MMOs and Limited Innovation

My latest PopMatters article is now live: MMOs and Limited Innovation.

This article is the kindest I could be to the MMOs out on the market right now tearing into studios that frankly deserve a heap of praise for finding success in a market that has grown stale. I wanted to spend a bit of time in this extended piece talking about about TERA's genuinely interesting gameplay and the way the game redefines the traditional class-based tropes of the MMO. However, I will save that for another post. Instead, I want talk about why I have a lot of hope for the MMOs and why I believe the next four years will see renewed exploration of the genre.

Let's start with some charts (courtesy of MMOdata.net). BAM!

85% Elf
We sure do love our Tolkien mythology, don't we? Time and again we have returned to stories or mages, knights, rangers, orcs, dragons, and various combinations of mythological tropes. Yes, Skyrim was incredibly well received, but is anyone really surprised by the tepid reaction to Elder Scrolls Online?

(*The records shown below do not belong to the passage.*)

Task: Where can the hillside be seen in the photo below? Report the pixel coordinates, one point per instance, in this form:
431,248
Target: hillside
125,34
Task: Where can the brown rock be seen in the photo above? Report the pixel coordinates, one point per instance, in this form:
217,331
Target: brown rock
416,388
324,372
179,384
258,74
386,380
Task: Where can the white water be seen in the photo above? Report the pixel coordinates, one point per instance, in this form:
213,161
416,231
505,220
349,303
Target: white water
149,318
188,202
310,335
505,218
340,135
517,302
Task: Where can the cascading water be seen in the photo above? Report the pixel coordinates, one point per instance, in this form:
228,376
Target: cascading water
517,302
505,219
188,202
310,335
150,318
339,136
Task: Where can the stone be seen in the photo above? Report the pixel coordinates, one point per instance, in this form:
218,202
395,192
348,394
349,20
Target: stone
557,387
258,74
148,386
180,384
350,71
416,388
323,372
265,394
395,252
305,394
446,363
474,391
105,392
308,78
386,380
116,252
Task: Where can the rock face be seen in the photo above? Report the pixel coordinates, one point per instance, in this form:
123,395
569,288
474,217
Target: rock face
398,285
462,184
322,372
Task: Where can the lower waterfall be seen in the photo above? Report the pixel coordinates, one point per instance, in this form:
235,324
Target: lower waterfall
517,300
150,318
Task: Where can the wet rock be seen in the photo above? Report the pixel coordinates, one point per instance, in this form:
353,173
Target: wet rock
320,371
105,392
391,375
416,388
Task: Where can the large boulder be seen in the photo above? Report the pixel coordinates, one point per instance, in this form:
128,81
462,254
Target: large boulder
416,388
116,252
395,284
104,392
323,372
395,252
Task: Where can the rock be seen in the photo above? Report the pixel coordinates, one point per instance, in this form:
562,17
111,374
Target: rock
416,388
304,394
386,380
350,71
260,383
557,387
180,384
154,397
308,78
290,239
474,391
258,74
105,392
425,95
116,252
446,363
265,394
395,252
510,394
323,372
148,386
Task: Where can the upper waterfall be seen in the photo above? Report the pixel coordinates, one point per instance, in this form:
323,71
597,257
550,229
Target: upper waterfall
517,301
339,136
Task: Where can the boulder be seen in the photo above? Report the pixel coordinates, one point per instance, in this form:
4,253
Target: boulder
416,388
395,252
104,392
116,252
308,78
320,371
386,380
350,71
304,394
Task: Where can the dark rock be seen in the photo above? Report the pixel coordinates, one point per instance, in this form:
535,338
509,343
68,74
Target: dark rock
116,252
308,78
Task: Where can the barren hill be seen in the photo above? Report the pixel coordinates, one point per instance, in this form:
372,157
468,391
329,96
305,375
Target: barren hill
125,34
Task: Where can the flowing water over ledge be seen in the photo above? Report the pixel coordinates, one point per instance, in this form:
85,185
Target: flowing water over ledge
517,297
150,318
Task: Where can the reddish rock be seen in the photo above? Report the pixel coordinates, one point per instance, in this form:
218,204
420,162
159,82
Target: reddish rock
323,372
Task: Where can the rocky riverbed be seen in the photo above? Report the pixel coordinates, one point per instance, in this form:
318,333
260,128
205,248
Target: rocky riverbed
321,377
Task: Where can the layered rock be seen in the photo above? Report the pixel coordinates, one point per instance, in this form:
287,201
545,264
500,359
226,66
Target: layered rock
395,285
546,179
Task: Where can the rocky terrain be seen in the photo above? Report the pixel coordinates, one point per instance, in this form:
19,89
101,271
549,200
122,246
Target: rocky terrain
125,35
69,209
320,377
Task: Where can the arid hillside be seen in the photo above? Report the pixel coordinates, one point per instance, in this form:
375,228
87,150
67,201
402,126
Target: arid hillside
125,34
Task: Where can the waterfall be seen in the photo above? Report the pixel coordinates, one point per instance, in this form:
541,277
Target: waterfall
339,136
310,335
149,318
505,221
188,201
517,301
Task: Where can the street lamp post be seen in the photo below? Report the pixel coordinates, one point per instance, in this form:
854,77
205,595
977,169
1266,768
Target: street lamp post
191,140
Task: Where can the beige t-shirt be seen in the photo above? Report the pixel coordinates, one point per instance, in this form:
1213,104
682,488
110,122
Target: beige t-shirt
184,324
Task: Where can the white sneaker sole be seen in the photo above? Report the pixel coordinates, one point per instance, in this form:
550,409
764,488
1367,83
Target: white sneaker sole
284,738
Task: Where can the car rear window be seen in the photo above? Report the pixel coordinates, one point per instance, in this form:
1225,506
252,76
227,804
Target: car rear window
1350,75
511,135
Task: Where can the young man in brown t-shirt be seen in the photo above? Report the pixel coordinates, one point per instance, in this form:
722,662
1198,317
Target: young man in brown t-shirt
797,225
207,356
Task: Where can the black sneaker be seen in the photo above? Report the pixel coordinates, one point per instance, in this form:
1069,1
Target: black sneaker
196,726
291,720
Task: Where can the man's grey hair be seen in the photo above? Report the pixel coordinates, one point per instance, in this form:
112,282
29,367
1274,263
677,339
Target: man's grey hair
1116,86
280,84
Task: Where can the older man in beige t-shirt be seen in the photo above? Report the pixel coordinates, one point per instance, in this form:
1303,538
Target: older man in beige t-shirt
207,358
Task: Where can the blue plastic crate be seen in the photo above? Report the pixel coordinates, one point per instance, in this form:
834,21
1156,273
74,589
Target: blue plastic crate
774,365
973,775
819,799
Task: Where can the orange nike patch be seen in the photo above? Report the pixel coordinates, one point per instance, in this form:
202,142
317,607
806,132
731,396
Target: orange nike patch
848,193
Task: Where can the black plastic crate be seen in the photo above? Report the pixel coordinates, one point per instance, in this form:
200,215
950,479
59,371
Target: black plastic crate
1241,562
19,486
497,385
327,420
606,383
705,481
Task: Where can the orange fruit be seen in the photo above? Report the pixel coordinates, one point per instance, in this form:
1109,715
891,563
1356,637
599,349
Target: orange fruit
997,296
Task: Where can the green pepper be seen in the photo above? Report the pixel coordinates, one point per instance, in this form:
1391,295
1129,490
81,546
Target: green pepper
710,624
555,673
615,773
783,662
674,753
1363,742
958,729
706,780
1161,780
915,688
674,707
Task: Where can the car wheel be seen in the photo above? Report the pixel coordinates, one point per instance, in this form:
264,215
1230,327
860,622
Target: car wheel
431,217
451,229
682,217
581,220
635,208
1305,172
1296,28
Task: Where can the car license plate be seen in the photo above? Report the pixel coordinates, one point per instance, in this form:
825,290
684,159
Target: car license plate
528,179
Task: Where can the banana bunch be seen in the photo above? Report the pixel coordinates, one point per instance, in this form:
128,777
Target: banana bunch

If anything, the Elder Scrolls games up to this point have shone precisely because we explored their enormous landscapes in utter solitude. Teaming up with other random strangers to tread the same fantasy path again holds little excitement. Let's look at two more graphs:


The two graphs above track subscription numbers for MMOs within the 150k to 1M+ levels. Two things to notice from these graphs. First, with few exceptions, every one of those games share two or more of these four qualities: point-and click gameplay, fantasy setting, WoW-inspired quest system, Tank/Healer/DPS class system. Second, that's actually a surprisingly large number of games, some of which have dropped off the critical games radar ages ago. Everquest, Age of Conan, Warhammer Online, are also still holding strong numbers. Personally speaking, I have underestimated the size of the committed MMO community.


Which is why I am hopefuly for MMOs in the coming years. The players of these games are a committed bunch. I have seen first-hand strong social-bonds form within MMO communities, leading to lasting friendships and even hostilities against rivals. Log on to a just released MMO and you will find hundreds of players on at any given time planning out their play experience months or even years into the future, plotting out strategies and goals with a doe-eyed enthusiasm. Most importantly, their numbers are not small. MMOs are growing stagnant, but their communities are not. A steady decline might be in the immediate future for numerous MMO publishers, but more likely than not, a daring group of developers with breath life back into the tired genre sooner or later. When they do, an army of fans will be waiting to doll developer loot, free at least from limited innovation.